・結城館が何時頃築かれたのかは判りませんが、鎌倉時代末期から南北朝時代にかけて足利尊氏に従った下野結城氏が加賀国河内荘の地頭職が与えられ、一族が当時に配された際に築かれた可能性があります。
河内荘の地頭となった結城氏は室町幕府の奉公衆に名を連ね、康正2年の内裏造営には結城左近将監に3貫790文の河内荘段銭が割り当てられています。
南北朝時代初期頃に祖継大智禅師が祇陀寺を開創すると外護者として庇護した関係で、祇陀寺と対立関係だった白山宮加賀馬場とは反目していました。
結城氏はその後、版図を広げたようで、「政所賦銘引付」の文明7年8月16日条によると、「結城鶴市丸 知行分加州山内庄之内」、天文14年6月24日に筆された「室町幕府政所奉公人連署意見状案」によると「結城知行分山内惣庄」と記されており、隣接する山内庄まで支配していた事が窺えます。
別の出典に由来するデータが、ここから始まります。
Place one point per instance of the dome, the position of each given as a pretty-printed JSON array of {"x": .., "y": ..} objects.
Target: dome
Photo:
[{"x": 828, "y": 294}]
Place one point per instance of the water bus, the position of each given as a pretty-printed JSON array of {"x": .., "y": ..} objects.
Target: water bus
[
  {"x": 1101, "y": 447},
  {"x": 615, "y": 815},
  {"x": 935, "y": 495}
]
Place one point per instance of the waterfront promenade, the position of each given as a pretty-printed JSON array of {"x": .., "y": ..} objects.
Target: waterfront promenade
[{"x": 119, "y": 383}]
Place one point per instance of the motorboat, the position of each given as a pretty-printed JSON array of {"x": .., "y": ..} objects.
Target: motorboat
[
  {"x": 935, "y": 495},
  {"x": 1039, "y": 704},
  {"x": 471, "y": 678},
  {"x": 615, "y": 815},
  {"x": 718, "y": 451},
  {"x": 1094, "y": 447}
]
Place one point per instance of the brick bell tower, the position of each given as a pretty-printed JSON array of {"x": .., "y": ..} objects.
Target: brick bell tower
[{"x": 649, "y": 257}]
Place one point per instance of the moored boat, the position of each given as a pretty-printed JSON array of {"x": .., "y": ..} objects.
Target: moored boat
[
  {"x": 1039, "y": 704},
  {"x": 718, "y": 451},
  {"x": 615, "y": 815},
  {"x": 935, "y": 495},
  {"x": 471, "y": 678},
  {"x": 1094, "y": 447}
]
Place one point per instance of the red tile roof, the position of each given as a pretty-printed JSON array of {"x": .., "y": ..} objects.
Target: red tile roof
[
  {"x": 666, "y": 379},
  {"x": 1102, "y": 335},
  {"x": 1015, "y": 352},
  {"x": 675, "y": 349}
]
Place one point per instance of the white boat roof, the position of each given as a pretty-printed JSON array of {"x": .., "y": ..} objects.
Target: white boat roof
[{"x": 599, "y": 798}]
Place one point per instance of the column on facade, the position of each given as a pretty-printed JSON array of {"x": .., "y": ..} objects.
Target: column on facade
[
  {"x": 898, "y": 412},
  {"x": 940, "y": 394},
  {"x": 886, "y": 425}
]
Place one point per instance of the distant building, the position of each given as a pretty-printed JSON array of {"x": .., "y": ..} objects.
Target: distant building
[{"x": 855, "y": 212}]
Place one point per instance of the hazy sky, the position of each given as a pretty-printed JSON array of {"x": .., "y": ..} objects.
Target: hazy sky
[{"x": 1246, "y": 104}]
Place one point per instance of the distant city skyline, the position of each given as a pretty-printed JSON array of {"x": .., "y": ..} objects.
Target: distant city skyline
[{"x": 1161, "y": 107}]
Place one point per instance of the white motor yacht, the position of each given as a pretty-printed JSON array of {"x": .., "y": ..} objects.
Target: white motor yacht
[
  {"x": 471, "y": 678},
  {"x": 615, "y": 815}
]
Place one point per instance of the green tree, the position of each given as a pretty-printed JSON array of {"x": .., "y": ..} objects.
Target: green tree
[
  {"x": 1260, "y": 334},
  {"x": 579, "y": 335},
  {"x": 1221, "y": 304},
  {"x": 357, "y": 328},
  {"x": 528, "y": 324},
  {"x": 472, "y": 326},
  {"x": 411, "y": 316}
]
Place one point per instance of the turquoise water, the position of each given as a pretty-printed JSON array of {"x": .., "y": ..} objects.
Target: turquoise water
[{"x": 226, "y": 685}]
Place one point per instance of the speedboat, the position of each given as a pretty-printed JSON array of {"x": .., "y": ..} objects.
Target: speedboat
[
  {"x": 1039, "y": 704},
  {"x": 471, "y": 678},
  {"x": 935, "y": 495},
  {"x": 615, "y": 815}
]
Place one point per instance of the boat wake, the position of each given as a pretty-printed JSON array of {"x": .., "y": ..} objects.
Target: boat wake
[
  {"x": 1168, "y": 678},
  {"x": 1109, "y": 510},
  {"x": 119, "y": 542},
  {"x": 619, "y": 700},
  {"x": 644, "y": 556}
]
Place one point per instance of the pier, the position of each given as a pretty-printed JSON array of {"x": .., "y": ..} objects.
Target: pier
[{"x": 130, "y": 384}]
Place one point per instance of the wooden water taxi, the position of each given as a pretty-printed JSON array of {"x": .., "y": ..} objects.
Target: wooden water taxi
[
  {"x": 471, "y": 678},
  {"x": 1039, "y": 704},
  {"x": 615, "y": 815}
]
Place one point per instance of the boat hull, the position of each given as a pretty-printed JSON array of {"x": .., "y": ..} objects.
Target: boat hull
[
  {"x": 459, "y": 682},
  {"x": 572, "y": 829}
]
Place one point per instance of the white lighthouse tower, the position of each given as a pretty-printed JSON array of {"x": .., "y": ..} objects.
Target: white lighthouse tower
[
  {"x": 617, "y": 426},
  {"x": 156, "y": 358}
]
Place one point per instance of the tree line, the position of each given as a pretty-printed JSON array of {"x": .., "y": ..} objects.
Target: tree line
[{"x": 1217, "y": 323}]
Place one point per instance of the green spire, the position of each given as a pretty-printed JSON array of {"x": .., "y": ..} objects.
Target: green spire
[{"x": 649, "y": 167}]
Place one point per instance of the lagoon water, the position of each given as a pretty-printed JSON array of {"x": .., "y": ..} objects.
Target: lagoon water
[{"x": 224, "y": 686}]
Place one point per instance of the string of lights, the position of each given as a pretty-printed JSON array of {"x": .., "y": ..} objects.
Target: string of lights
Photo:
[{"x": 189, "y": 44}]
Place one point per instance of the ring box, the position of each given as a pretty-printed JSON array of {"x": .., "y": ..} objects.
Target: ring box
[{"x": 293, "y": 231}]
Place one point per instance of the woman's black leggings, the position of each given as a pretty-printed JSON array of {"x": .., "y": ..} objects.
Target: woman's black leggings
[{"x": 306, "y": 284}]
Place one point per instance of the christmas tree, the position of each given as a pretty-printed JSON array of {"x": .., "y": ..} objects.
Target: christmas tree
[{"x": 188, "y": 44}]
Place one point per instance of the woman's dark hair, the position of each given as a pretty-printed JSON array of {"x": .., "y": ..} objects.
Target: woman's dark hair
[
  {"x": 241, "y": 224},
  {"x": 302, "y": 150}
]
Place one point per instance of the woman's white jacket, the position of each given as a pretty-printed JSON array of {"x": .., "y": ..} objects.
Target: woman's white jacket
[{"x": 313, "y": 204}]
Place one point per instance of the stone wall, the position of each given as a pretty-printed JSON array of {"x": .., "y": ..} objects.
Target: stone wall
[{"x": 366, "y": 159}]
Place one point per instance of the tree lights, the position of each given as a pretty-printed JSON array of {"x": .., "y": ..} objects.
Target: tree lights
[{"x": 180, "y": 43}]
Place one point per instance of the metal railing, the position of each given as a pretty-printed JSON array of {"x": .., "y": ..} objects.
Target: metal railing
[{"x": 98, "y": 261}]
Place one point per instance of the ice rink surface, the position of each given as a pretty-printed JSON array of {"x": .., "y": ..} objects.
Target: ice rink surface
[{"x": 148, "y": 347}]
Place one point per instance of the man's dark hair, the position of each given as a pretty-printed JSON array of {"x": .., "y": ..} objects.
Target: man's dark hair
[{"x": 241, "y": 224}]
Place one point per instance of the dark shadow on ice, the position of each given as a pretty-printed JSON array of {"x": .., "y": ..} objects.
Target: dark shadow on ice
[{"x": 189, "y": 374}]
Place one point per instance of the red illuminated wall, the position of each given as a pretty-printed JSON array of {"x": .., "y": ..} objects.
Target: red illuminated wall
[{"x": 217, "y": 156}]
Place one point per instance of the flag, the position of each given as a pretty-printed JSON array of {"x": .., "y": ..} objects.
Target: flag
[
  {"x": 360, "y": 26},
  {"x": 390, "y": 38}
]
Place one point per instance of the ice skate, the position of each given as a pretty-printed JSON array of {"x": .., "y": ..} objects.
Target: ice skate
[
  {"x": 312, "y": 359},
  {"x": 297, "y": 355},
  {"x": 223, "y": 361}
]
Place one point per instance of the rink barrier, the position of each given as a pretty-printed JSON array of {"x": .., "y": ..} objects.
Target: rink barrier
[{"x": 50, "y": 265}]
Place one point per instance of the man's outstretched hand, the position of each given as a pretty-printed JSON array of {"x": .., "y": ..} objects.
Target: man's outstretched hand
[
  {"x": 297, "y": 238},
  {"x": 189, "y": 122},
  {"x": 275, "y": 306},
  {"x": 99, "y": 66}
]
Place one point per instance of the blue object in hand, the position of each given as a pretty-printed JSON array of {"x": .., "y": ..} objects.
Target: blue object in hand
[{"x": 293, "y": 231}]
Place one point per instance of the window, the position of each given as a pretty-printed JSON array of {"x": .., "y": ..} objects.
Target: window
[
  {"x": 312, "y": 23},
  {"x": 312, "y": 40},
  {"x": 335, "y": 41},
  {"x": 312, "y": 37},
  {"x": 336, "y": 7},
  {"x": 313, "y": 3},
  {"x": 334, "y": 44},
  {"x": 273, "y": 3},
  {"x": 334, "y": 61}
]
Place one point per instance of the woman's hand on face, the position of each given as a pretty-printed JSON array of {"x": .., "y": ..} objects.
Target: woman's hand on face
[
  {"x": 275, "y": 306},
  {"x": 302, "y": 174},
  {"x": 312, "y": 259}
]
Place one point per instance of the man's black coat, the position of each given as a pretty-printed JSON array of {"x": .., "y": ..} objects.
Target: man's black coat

延徳3年には結城氏が白山本宮長遣吏職を奪う為に白山本宮と激しい争いとなり結城氏が敗北しています。
天文年間に結城宗俊は牛首村と風嵐村、白山見た越前馬場平泉寺と結び、白山本宮加賀馬場と、その支援を受けた尾添村と対立しましたが、山科言継を味方に引き入れた加賀馬場が朝廷と幕府に訴えそれが聴き入れられた為、加賀馬場方が勝訴しています。
天文14年に結城宗俊は吉岡七郎と尾添村宛てに契状を発布した後、記録に出る事が無くなった事から没落し、結城館も廃されたと推定されています。
結城館は佐野神社境内周辺に築かれたと伝えられており、低部に居館部あったとされます。